I would use a thick piece of UHMW or HDPE on the glue side, and sandwich the piece and the HDPE/UHMW between two flat, 8/4 boards wide and long enough to cover both, then clamp the hiss out of it. You might even cut a pair of slight cauls for the topside (glue side) but probably not necessary.


----------



## woodtickgreg (Oct 7, 2012)

If you don't have the hdpe/uhmw plastic you could use a double layer of mdf covered with packing tape so the glue doesn't stick. mdf is cheap and dead flat. Then clamp as Kevin suggested.


----------



## cabomhn (Oct 8, 2012)

Alright guys so I got it glued today, I know it's been laminated to a piece of walnut, but I have a cool idea for the top that I have been thinking about where I need to be able to warp it into a curve, I think that makes sense. I chose the zebrawood in hopes that the grain would give it as much of a woven appearance as possible, which I think it served its purpose. There was one technique I saw online using sand to burn the edges to create shadows but I think I'll wait one more project to get to that level. But here it is, I sanded it smooth and finished with a wet sand with 600 grit and walnut oil. 

[attachment=11844]

I'm pretty happy with it right now, there were a few small defects that I was worried might show really easily but I think for the most part they were masked sufficiently well. Next thing I'll be working on is making the lid, however it might not be until next weekend though. 

Oh yeah, I'm sorry if I'm boring you with all the intermediate step pictures, just putting them up in case anybody is interested!


----------



## woodtickgreg (Oct 8, 2012)

cabomhn said:


> Alright guys so I got it glued today, I know it's been laminated to a piece of walnut, but I have a cool idea for the top that I have been thinking about where I need to be able to warp it into a curve, I think that makes sense. But here it is, I sanded it smooth and finished with a wet sand with 600 grit and walnut oil.
> 
> 
> 
> ...


Oh we're interested, keep posting pics, it's fun to watch peoples projects come together!


----------



## cabomhn (Oct 10, 2012)

I got a lot of work done in the shop, well a lot for me because I had to learn a couple new table saw techniques. This project has been a lot of "firsts" for me so it's been great to learn new things along the way.

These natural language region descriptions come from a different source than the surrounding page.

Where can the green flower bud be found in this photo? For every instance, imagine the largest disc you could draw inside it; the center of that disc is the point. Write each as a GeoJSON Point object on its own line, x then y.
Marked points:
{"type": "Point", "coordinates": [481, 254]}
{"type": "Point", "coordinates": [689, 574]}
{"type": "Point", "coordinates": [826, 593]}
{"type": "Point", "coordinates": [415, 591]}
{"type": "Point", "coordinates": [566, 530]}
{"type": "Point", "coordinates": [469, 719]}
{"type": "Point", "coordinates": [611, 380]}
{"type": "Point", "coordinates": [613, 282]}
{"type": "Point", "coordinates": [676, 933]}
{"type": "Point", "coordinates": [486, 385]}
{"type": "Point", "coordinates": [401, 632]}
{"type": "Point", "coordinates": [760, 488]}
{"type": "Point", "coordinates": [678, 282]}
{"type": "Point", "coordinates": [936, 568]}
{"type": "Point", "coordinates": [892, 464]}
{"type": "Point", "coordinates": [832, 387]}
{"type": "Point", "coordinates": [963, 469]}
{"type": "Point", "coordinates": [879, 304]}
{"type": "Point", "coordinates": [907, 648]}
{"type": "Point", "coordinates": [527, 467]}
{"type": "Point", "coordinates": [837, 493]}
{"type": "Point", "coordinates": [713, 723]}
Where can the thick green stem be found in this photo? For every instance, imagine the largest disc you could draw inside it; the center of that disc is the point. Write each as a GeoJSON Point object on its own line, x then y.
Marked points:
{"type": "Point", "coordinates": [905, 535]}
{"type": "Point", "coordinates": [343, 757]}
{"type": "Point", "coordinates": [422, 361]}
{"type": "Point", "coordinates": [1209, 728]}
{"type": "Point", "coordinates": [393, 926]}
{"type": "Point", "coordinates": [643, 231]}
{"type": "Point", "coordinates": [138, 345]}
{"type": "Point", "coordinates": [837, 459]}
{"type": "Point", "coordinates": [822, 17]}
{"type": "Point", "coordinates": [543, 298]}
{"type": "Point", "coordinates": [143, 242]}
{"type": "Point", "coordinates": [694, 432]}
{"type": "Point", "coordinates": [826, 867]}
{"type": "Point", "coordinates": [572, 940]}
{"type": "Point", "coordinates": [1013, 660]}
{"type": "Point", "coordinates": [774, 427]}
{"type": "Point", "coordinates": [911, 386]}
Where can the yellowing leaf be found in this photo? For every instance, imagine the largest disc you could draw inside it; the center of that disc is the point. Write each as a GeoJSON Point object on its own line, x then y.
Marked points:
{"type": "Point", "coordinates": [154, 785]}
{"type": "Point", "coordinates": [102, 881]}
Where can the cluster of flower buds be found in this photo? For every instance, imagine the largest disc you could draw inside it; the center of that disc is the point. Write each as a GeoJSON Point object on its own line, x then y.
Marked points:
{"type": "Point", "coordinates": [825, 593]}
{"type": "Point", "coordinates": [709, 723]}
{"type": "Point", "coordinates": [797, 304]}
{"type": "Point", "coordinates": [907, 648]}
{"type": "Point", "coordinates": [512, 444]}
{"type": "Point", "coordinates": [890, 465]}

I'll post up a few more pics tomorrow night once I get everything sanded down and ready to be assembled.


----------



## Mike1950 (Oct 10, 2012)

Nice work!!!!!!!!!!!!!


----------



## cabomhn (Oct 11, 2012)

Alright so I made some progress. Squared up and cut out my inlay and then made it's border, routed the edges and glued everything up. I took my box frame with bottom attached and then I got everything sand down. What remains is basically hand sanding the outside with a fine grit and then finish sanding the inside of the box. I haven't figured out what type of hinges I am going to use but if anybody on here has some experience with jewelry box hinges and wouldn't mind pointing me in the right direction for some good ones that would be great. Here's a few pics.

[attachment=11954]

[attachment=11955]

[attachment=11956]

[attachment=11957]

[attachment=11958]

Thanks for looking!


----------



## Kevin (Oct 11, 2012)

Matt that's extremely unique and creative. I'm loving it - can't wait to see it finished!


----------



## NYWoodturner (Oct 11, 2012)

I like that you have WB up on the screen while your taking pictures of it... Your hooked - nuthin you can do about it !
Great work !
Scott


----------



## Kevin (Oct 11, 2012)

NYWoodturner said:


> I like that you have WB up on the screen while your taking pictures of it...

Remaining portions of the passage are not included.